Kepemimpinan transformatif
Gaya kepemimpinan transformatif sifatnya lebih mengedepankan rasa sosial, perhatian, dan saling
memberikan penghormatan atau penghargaan antara pimpinan dan bawahan. Penghargaan atau
penghormatan terhadap setiap individu oleh pimpinan kepada bawahan dapat mendorong
bawahan untuk bekerja secara lebih baik. Pola interaksi inilah yang
kemudian akan menentukan derajat keberhasilan pemimpin.
Kepemimpinan transformasional didasarkan pada kemampuan pemimpin untuk membawa
perubahan yang signifikan.[4]
Kepemimpinan transformatif dapat juga didefinisikan sebagai kepemimpinan dimana
para pemimpin menggunakan kharisma mereka untuk melakukan transformasi dan
merevitalisasi organisasinya. Para pemimpin yang
transformatif lebih mementingkan revitalisasi para pengikut dan organisasinya
secara menyeluruh ketimbang memberikan instruksi-intruksi yang bersifat top
down. Pemimpin yang transformatif lebih memposisikan diri mereka sebagai
mentor yang bersedia menampung aspirasi para bawahannya.
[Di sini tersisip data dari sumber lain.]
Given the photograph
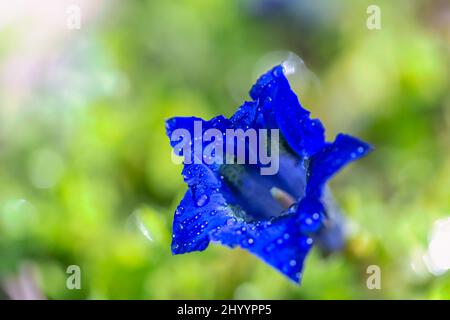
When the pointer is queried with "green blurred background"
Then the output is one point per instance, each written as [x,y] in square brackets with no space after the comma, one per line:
[86,177]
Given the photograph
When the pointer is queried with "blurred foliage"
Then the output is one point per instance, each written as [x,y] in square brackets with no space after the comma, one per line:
[86,164]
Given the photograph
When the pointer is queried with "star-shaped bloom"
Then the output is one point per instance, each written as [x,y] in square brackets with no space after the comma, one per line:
[275,217]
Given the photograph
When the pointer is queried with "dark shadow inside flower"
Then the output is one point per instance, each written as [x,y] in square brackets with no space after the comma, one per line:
[257,197]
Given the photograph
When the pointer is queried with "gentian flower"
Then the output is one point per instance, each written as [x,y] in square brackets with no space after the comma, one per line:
[276,217]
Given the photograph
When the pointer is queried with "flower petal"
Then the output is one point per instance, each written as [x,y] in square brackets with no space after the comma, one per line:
[282,110]
[331,159]
[280,243]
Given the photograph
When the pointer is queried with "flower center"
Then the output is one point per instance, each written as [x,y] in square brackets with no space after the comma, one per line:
[256,197]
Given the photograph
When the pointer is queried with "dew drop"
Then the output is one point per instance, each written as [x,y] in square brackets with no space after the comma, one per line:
[202,200]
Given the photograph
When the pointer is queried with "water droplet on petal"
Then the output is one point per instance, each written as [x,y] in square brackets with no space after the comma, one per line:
[202,200]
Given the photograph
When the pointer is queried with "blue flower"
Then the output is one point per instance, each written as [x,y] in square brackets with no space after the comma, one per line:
[274,217]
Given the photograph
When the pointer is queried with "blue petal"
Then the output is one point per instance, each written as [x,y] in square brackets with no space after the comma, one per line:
[281,109]
[202,210]
[331,159]
[280,243]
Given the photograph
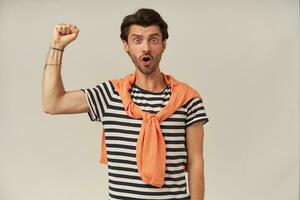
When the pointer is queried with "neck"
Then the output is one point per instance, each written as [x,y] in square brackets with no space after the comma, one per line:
[153,82]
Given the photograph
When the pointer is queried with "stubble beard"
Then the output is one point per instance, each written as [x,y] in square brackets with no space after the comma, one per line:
[145,70]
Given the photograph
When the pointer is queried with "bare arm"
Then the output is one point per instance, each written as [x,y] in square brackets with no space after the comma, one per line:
[55,99]
[194,142]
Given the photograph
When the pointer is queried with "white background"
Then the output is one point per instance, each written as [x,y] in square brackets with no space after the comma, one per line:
[242,57]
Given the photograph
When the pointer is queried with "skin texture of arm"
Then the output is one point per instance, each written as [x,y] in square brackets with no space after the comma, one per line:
[194,145]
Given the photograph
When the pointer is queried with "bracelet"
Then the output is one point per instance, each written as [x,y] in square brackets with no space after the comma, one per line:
[53,63]
[56,49]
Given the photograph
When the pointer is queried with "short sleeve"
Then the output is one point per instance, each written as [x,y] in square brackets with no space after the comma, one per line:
[196,112]
[96,101]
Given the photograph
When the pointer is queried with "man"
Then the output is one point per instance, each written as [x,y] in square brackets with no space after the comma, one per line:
[152,123]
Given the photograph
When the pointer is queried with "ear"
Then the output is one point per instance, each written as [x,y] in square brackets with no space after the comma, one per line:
[164,44]
[125,46]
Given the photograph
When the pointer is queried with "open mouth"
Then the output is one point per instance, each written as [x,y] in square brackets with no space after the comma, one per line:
[146,59]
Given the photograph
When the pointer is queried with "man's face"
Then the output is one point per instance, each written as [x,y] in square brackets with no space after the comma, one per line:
[145,47]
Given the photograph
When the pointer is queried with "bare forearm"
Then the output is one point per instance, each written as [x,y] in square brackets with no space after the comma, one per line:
[53,87]
[196,180]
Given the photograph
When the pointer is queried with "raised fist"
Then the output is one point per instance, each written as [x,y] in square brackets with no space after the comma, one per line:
[64,34]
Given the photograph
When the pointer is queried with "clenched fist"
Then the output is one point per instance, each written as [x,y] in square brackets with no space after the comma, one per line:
[64,34]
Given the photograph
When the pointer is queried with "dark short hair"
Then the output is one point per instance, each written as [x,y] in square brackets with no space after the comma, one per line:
[144,17]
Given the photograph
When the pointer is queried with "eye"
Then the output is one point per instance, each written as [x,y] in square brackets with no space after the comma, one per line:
[153,40]
[137,40]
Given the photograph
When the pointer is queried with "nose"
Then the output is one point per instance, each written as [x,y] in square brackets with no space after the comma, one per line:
[146,47]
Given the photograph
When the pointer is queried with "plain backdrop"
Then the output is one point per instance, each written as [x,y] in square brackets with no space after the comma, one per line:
[241,56]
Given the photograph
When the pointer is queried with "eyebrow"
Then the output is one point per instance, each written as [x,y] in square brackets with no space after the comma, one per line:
[151,35]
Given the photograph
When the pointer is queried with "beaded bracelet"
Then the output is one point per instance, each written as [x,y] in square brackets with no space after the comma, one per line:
[56,49]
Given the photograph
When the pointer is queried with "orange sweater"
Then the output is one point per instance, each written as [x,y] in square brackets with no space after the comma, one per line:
[151,148]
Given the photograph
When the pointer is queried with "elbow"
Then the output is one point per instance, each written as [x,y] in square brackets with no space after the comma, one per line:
[49,110]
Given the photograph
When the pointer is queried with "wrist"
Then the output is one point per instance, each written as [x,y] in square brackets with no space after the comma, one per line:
[57,46]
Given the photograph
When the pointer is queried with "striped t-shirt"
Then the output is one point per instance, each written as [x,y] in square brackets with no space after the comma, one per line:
[121,134]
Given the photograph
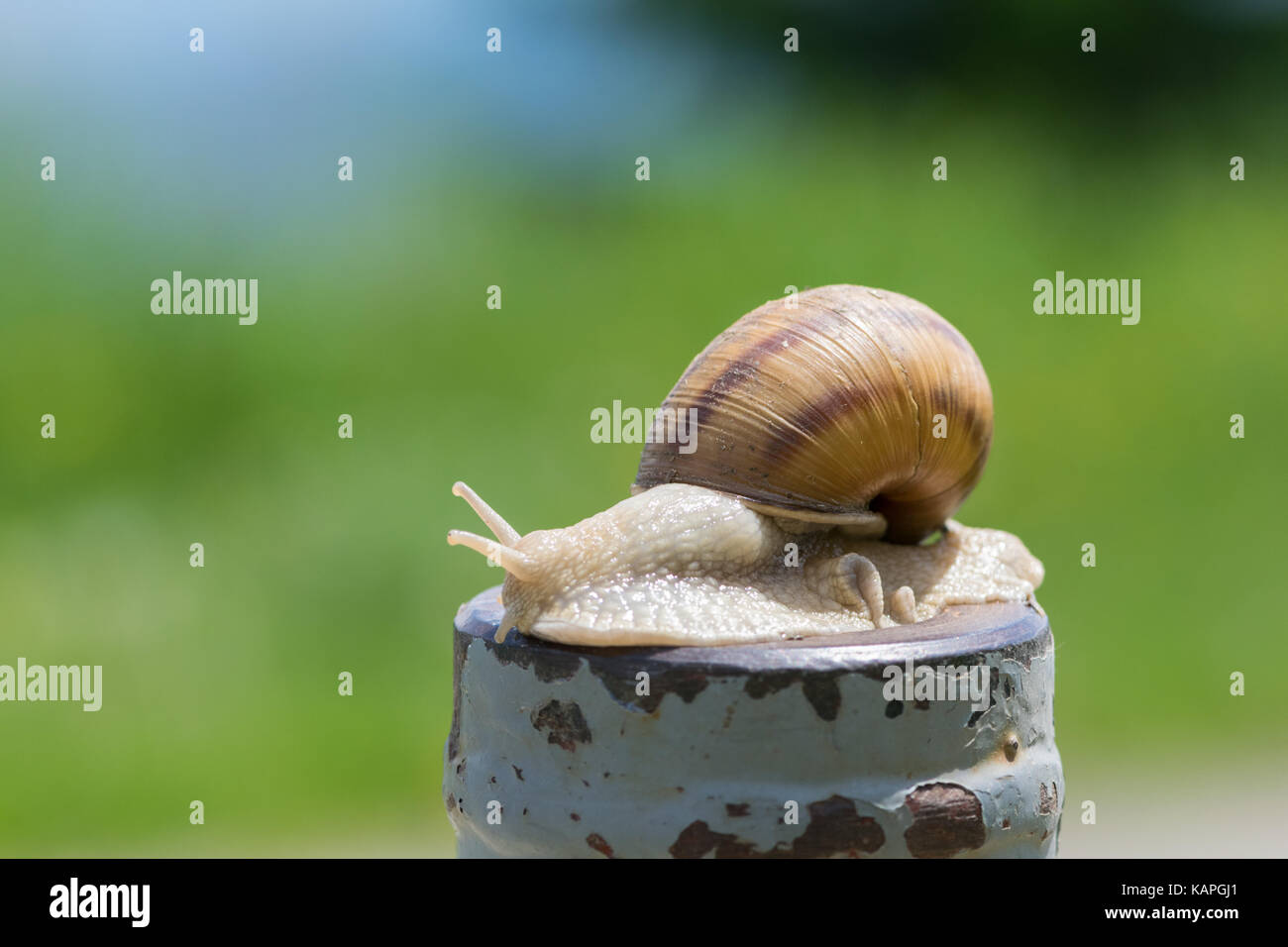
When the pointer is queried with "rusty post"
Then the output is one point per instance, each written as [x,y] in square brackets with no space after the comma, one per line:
[790,750]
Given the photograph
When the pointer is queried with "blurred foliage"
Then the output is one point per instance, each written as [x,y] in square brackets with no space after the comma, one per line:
[326,554]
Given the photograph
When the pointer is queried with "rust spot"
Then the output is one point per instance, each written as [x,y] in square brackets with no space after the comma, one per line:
[819,689]
[546,664]
[619,682]
[596,841]
[1047,802]
[835,828]
[565,722]
[460,646]
[1012,748]
[947,818]
[696,839]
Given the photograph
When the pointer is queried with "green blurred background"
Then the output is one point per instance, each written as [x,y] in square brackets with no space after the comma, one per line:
[518,169]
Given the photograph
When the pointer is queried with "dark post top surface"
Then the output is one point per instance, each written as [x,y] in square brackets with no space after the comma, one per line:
[957,633]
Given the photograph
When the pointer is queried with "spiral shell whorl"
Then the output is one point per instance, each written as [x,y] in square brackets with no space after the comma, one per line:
[828,408]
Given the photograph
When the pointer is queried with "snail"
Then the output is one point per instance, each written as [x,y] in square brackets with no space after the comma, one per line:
[836,433]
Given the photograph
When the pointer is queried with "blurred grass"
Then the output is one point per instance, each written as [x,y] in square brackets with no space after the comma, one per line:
[326,556]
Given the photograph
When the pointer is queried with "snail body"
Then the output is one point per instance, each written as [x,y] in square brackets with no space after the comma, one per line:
[833,434]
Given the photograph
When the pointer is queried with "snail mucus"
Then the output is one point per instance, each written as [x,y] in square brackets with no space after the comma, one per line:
[836,434]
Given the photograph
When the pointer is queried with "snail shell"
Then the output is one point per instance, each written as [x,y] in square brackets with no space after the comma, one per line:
[857,401]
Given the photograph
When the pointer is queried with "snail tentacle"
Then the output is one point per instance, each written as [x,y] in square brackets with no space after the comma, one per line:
[510,560]
[490,518]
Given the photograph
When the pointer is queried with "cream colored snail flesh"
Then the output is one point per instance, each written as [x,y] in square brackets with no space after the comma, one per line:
[835,433]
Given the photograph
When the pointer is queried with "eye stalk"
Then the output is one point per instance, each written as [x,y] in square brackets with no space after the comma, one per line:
[500,551]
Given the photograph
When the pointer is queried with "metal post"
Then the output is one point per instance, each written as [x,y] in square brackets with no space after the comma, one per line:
[790,749]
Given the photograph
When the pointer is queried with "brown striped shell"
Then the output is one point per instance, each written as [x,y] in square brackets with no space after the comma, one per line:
[828,411]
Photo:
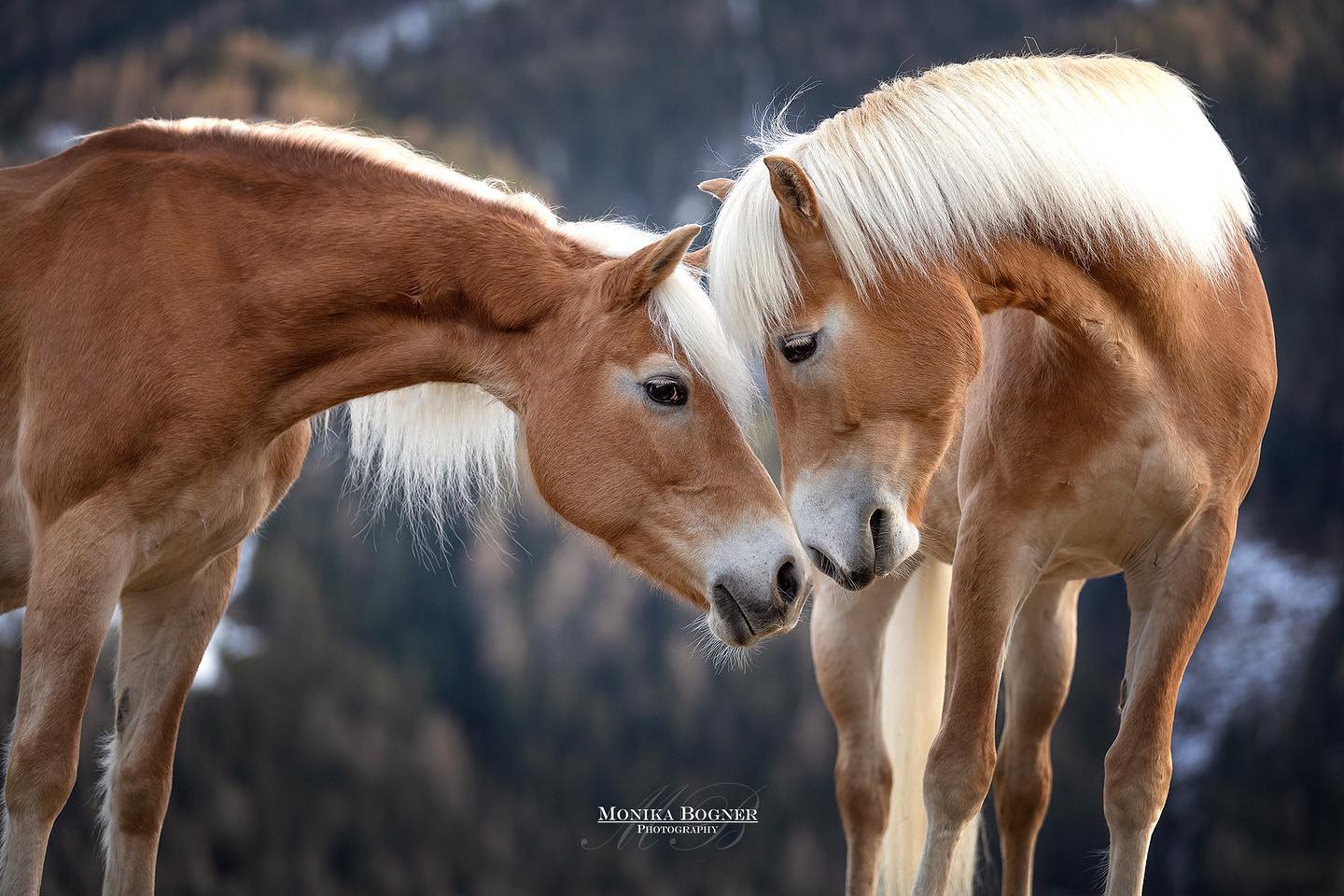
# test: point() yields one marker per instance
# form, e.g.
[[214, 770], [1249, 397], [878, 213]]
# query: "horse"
[[180, 299], [1013, 321]]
Secara lebih detil,
para pemimpin yang trasformatif memiliki ciri-ciri berikut:
1) Memiliki
kharisma
2) Membantu
dan mendorong para pengikutnya untuk mengenali ragam persoalan dan cara-cara
untuk memecahkannya.
3) Memberikan
dorongan, perhatian, dukungan kepada pengikutnya untuk melakukan hal yang
terbaik bagi dirinya sendiri dan komunitasnya.
4) Memberikan
motivasi yang memberikan inspirasi bagi pengikutnya dengan cara melakukan
komunikasi secara efektif dengan menggunakan simbol-simbol, tidak hanya
menggunakan bahasa verbal.
5) Berupaya
meningkatkan kapasitas para pengikutnya agar bisa mandiri, tidak selamanya
tergantung pada sang pemimpin.
6) Lebih
banyak memberikan contoh ketimbang banyak berbicara. Artinya, Ada sisi
keteladanan yang dihadirkan kepada para pengikutnya dengan lebih banyak
bekerja.[5]
b.
Kepemimpinan transaksional
Kepemimpinan transaksional didefinisikan sebagai gaya
kepemimpinan yang melibatkan nilai-nilai, tetapi nilai tersebut relevan dengan
proses pertukaran seperti kejujuran, keadilan, tanggung jawab dan timbal balik.
kepemimpinan transaksional sebagai kemampuan mengidentifikasi
keinginan bawahan dan membantunya mencapai tingkat prestasi yang lebih tinggi
dengan memberikan imbalan yang memuaskan. Proses
tersebut disertai pula dengan kejelasan tentang penyelesaian pekerjaan dan
besarnya imbalan yang akan diterima.[6]
3.
Mengenali
lingkungan
Lingkungan
merupakan salah satu faktor yang ikut membentuk kepribadian seseorang. Teori
Konvergensi menyatakan bahwa kepribadian seseorang terbentuk dari hasil
perpaduan antara dasar dan ajar, atau antara pembawaan dengan lingkungan.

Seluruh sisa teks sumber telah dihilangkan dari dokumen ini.